Bundesanzeiger? I was looking there, but only cursory. Found only PDFs. Maybe you could pass one of the non-working TIFFs on to the DT developers?

tjur · August 13, 2023, 7:11am

here:
https://www.handelsregister.de/

I’ll send some files later where the error occurred.

tjur · August 13, 2023, 7:58am

I just checked some TIFF files again (where I think the error occurred last time) and no errors occur now. Could it be, that one of the last updates of macOS or DEVONthink fix that issue?

tjur · August 13, 2023, 8:02am

However, thumbnails of the TIFF files are still not displayed…

chrillek · August 13, 2023, 8:12am

That’s not related to DT, I think.
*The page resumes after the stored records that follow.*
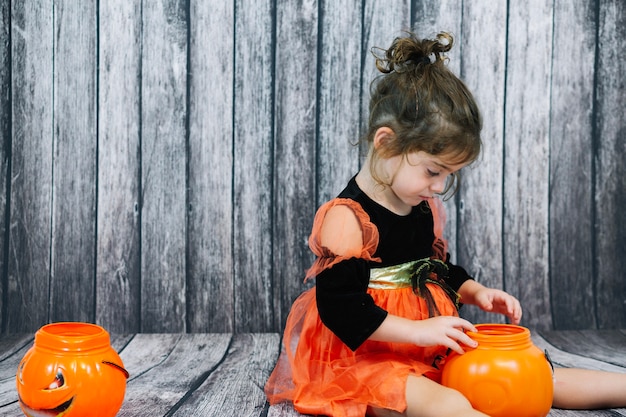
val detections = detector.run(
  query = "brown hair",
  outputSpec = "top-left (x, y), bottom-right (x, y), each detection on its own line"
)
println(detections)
top-left (364, 33), bottom-right (482, 194)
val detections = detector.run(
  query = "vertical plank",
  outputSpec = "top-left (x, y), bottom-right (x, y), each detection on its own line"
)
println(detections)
top-left (5, 0), bottom-right (53, 332)
top-left (187, 0), bottom-right (235, 332)
top-left (272, 0), bottom-right (318, 329)
top-left (317, 0), bottom-right (362, 205)
top-left (549, 0), bottom-right (596, 329)
top-left (457, 0), bottom-right (508, 323)
top-left (50, 0), bottom-right (97, 321)
top-left (141, 0), bottom-right (188, 332)
top-left (360, 0), bottom-right (411, 139)
top-left (233, 0), bottom-right (275, 333)
top-left (0, 2), bottom-right (11, 332)
top-left (502, 0), bottom-right (553, 329)
top-left (584, 0), bottom-right (626, 328)
top-left (96, 0), bottom-right (141, 333)
top-left (412, 0), bottom-right (464, 262)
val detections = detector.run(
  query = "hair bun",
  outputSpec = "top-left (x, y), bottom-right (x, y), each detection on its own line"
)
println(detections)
top-left (373, 32), bottom-right (453, 74)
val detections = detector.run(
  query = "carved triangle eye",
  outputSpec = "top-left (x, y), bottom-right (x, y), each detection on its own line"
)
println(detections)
top-left (46, 369), bottom-right (65, 390)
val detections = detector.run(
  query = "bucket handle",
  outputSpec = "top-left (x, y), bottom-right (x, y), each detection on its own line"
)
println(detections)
top-left (102, 361), bottom-right (130, 379)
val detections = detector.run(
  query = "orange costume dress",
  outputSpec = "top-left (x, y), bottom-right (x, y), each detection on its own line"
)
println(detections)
top-left (265, 178), bottom-right (471, 417)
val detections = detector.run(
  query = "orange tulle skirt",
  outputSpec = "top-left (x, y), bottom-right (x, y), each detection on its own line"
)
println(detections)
top-left (265, 284), bottom-right (458, 417)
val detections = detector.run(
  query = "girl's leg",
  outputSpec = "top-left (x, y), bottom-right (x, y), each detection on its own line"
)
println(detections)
top-left (553, 368), bottom-right (626, 410)
top-left (368, 375), bottom-right (486, 417)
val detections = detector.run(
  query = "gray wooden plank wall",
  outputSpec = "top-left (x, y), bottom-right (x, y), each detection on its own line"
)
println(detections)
top-left (0, 0), bottom-right (626, 333)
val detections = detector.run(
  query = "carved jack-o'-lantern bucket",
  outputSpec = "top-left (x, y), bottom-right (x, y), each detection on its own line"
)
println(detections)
top-left (441, 324), bottom-right (554, 417)
top-left (16, 322), bottom-right (128, 417)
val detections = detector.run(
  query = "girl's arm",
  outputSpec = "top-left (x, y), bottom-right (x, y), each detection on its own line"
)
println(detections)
top-left (458, 280), bottom-right (522, 324)
top-left (369, 314), bottom-right (477, 354)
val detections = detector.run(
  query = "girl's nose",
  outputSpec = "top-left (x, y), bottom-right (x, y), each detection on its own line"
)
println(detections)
top-left (430, 177), bottom-right (447, 194)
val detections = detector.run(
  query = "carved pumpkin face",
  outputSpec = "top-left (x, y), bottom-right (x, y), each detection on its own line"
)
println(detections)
top-left (16, 325), bottom-right (128, 417)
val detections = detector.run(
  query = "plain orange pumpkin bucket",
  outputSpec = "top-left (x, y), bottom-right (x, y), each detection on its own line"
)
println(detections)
top-left (441, 324), bottom-right (554, 417)
top-left (16, 322), bottom-right (128, 417)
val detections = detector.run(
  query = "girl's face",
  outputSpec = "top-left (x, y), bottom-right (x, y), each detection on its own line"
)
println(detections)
top-left (381, 151), bottom-right (467, 214)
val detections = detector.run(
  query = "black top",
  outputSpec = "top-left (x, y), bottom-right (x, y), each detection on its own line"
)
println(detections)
top-left (316, 178), bottom-right (471, 350)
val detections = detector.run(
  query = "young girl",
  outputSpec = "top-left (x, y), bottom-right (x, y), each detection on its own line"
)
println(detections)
top-left (265, 33), bottom-right (626, 417)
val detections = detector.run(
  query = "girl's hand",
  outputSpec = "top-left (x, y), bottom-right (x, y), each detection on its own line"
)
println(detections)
top-left (474, 287), bottom-right (522, 324)
top-left (369, 314), bottom-right (478, 354)
top-left (413, 316), bottom-right (478, 355)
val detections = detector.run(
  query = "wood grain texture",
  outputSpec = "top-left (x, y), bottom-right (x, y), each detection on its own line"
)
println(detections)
top-left (3, 1), bottom-right (53, 333)
top-left (167, 334), bottom-right (280, 417)
top-left (411, 0), bottom-right (464, 263)
top-left (454, 1), bottom-right (508, 323)
top-left (503, 0), bottom-right (553, 329)
top-left (271, 0), bottom-right (318, 328)
top-left (187, 1), bottom-right (235, 333)
top-left (549, 1), bottom-right (596, 329)
top-left (118, 333), bottom-right (231, 417)
top-left (141, 0), bottom-right (188, 332)
top-left (593, 0), bottom-right (626, 328)
top-left (96, 1), bottom-right (141, 333)
top-left (0, 0), bottom-right (626, 333)
top-left (233, 0), bottom-right (275, 332)
top-left (0, 330), bottom-right (626, 417)
top-left (316, 0), bottom-right (362, 206)
top-left (0, 2), bottom-right (11, 332)
top-left (50, 0), bottom-right (97, 321)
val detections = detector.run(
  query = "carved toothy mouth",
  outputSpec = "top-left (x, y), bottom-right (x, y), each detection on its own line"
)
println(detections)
top-left (20, 397), bottom-right (74, 417)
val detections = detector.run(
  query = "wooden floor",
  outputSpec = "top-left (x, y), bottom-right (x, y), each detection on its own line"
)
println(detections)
top-left (0, 330), bottom-right (626, 417)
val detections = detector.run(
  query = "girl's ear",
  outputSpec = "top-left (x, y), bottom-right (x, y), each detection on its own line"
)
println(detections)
top-left (374, 126), bottom-right (396, 149)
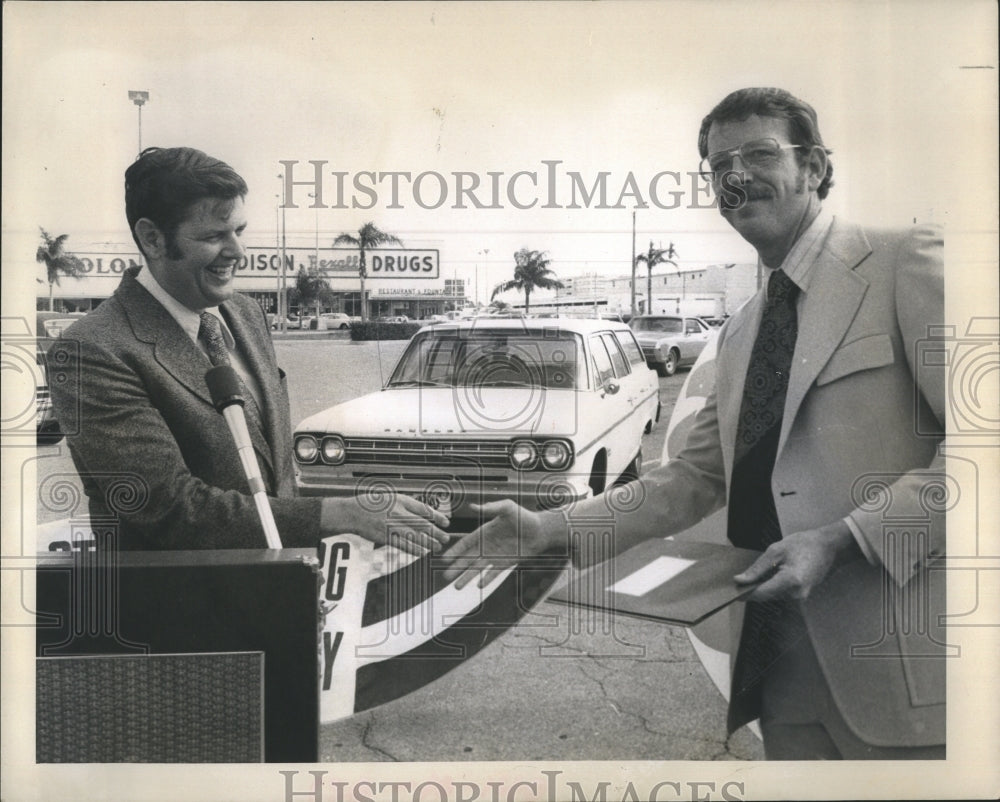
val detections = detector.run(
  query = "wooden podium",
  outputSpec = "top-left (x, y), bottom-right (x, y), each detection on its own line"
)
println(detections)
top-left (36, 549), bottom-right (321, 763)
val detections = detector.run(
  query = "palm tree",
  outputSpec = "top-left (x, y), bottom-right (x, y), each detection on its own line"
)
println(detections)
top-left (35, 227), bottom-right (87, 312)
top-left (333, 223), bottom-right (403, 321)
top-left (294, 267), bottom-right (333, 322)
top-left (490, 248), bottom-right (565, 314)
top-left (635, 240), bottom-right (680, 315)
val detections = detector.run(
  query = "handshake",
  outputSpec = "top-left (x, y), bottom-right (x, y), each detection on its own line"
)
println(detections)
top-left (330, 495), bottom-right (566, 589)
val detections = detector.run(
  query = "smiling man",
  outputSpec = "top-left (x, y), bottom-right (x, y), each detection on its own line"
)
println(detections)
top-left (445, 88), bottom-right (948, 760)
top-left (50, 148), bottom-right (447, 553)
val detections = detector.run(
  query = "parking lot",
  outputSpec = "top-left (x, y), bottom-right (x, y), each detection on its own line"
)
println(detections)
top-left (37, 333), bottom-right (762, 762)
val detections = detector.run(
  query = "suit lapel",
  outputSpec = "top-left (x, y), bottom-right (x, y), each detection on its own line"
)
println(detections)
top-left (716, 292), bottom-right (766, 482)
top-left (116, 272), bottom-right (212, 404)
top-left (116, 271), bottom-right (280, 486)
top-left (219, 301), bottom-right (281, 472)
top-left (776, 220), bottom-right (872, 454)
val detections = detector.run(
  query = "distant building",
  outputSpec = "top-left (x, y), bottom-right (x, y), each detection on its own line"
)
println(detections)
top-left (31, 243), bottom-right (460, 320)
top-left (512, 263), bottom-right (758, 317)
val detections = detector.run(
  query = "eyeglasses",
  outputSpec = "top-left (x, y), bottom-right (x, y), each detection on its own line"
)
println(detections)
top-left (698, 137), bottom-right (804, 183)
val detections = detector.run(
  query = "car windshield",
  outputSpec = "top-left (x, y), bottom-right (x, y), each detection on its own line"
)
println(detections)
top-left (632, 317), bottom-right (684, 334)
top-left (387, 329), bottom-right (586, 389)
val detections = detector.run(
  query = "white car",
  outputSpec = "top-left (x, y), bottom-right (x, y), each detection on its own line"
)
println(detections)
top-left (629, 315), bottom-right (715, 376)
top-left (319, 312), bottom-right (361, 330)
top-left (294, 318), bottom-right (660, 517)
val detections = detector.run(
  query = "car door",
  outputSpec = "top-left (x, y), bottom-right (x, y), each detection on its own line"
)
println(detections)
top-left (601, 331), bottom-right (652, 459)
top-left (590, 332), bottom-right (639, 481)
top-left (681, 317), bottom-right (709, 362)
top-left (614, 329), bottom-right (660, 424)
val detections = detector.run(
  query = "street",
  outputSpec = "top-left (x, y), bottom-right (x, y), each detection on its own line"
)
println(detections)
top-left (37, 335), bottom-right (763, 762)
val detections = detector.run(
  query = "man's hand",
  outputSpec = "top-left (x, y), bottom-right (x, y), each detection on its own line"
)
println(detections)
top-left (320, 494), bottom-right (448, 555)
top-left (441, 501), bottom-right (566, 590)
top-left (733, 521), bottom-right (862, 602)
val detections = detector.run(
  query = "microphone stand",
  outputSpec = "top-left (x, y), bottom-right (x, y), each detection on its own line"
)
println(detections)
top-left (205, 365), bottom-right (281, 549)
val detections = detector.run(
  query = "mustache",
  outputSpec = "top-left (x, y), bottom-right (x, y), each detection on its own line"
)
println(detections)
top-left (719, 181), bottom-right (772, 211)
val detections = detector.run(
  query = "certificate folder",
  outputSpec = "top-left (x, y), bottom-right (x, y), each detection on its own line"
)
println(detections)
top-left (549, 539), bottom-right (760, 626)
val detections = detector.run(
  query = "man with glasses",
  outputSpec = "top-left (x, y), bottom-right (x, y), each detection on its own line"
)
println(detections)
top-left (445, 88), bottom-right (949, 760)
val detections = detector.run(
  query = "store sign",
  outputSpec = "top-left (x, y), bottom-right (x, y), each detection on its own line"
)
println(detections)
top-left (237, 246), bottom-right (440, 279)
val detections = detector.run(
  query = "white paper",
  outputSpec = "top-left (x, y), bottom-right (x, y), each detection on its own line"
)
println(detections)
top-left (608, 557), bottom-right (695, 596)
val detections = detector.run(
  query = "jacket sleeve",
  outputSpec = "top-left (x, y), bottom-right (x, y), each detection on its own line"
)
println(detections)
top-left (50, 337), bottom-right (320, 549)
top-left (848, 222), bottom-right (944, 586)
top-left (568, 346), bottom-right (726, 566)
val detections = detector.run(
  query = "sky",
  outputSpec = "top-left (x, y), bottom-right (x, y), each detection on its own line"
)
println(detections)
top-left (3, 0), bottom-right (996, 306)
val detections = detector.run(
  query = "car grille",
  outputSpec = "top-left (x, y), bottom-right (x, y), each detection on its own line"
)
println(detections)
top-left (345, 437), bottom-right (510, 468)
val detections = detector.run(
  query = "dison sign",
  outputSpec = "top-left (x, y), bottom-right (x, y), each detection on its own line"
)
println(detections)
top-left (236, 245), bottom-right (441, 279)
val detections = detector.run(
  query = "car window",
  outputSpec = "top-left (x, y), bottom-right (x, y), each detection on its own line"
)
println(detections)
top-left (632, 317), bottom-right (684, 334)
top-left (590, 335), bottom-right (615, 388)
top-left (601, 331), bottom-right (631, 379)
top-left (615, 329), bottom-right (646, 365)
top-left (388, 330), bottom-right (585, 389)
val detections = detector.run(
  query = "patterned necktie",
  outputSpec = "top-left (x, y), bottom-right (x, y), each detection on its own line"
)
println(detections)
top-left (198, 312), bottom-right (267, 439)
top-left (728, 270), bottom-right (805, 732)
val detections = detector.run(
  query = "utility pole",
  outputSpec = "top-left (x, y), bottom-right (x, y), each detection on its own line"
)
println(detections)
top-left (128, 89), bottom-right (149, 153)
top-left (278, 173), bottom-right (288, 332)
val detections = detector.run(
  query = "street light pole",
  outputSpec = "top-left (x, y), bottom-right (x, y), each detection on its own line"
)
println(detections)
top-left (128, 89), bottom-right (149, 154)
top-left (476, 248), bottom-right (490, 303)
top-left (631, 209), bottom-right (636, 317)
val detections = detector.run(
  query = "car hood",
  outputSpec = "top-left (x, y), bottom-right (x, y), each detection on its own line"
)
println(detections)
top-left (633, 331), bottom-right (680, 345)
top-left (296, 387), bottom-right (581, 439)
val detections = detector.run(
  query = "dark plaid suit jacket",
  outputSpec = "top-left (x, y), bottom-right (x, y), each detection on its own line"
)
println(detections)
top-left (49, 268), bottom-right (320, 549)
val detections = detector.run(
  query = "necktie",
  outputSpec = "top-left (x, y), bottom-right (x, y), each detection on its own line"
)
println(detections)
top-left (198, 312), bottom-right (267, 439)
top-left (728, 270), bottom-right (805, 732)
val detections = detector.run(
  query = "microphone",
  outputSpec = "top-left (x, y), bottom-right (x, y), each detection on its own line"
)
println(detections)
top-left (205, 365), bottom-right (281, 549)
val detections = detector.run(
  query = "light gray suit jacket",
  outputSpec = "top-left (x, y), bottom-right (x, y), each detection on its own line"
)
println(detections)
top-left (588, 220), bottom-right (949, 746)
top-left (48, 269), bottom-right (320, 549)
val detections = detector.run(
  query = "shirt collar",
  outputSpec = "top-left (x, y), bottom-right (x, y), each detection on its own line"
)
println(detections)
top-left (765, 209), bottom-right (833, 293)
top-left (136, 267), bottom-right (235, 348)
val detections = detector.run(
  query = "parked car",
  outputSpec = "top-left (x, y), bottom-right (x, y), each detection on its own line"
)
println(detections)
top-left (294, 318), bottom-right (660, 517)
top-left (319, 312), bottom-right (361, 330)
top-left (35, 312), bottom-right (85, 446)
top-left (629, 315), bottom-right (712, 376)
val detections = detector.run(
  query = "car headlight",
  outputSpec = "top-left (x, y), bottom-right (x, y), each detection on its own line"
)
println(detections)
top-left (321, 435), bottom-right (347, 465)
top-left (295, 434), bottom-right (319, 464)
top-left (510, 440), bottom-right (538, 471)
top-left (542, 440), bottom-right (573, 471)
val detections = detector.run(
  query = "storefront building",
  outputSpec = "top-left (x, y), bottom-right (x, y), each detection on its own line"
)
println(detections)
top-left (37, 245), bottom-right (467, 320)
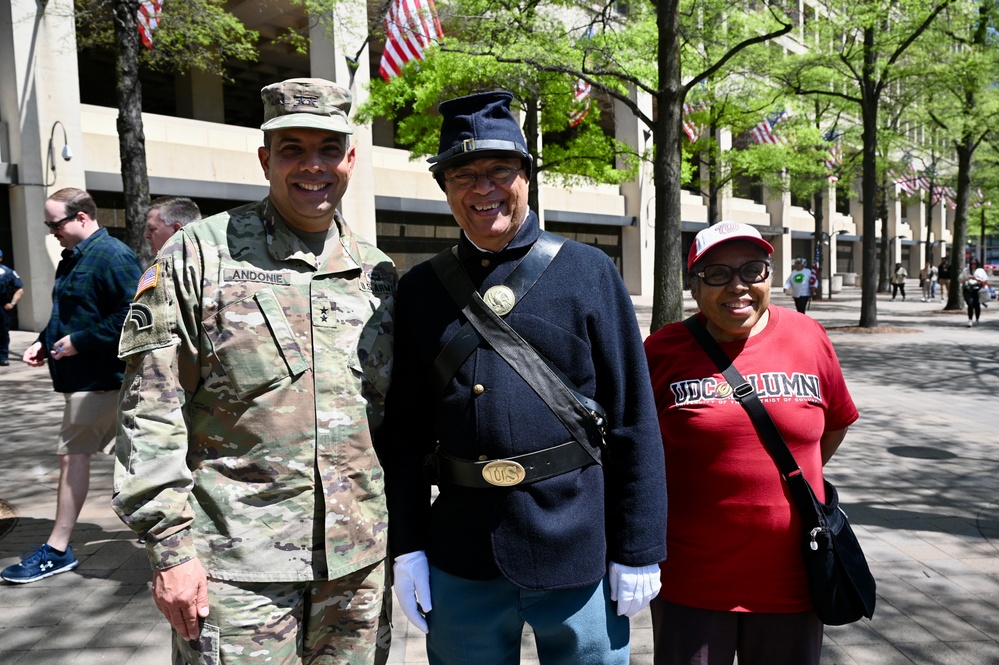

Thumbnails are handled by macOS, and if there’s no Quicklook plugin for TIFF, there’s no thumbnail.

tjur · August 13, 2023, 8:59am

Ok, I assumed that the tiff files from the commercial register are corrupted and therefore also displayed in Finder without thumbnails. However, “Preview” can display them. Weird tactics by Apple not to deliver a native tiff QL plugin…

I’ll get back to the error if it comes back to me.

cgrunenberg · August 14, 2023, 7:41am

The Thumbnails inspector supports only PDF documents currently.

rmschne · August 14, 2023, 7:51am

Curious: is Thumbnails Inspector software from DEVONthink or macOS, or combination?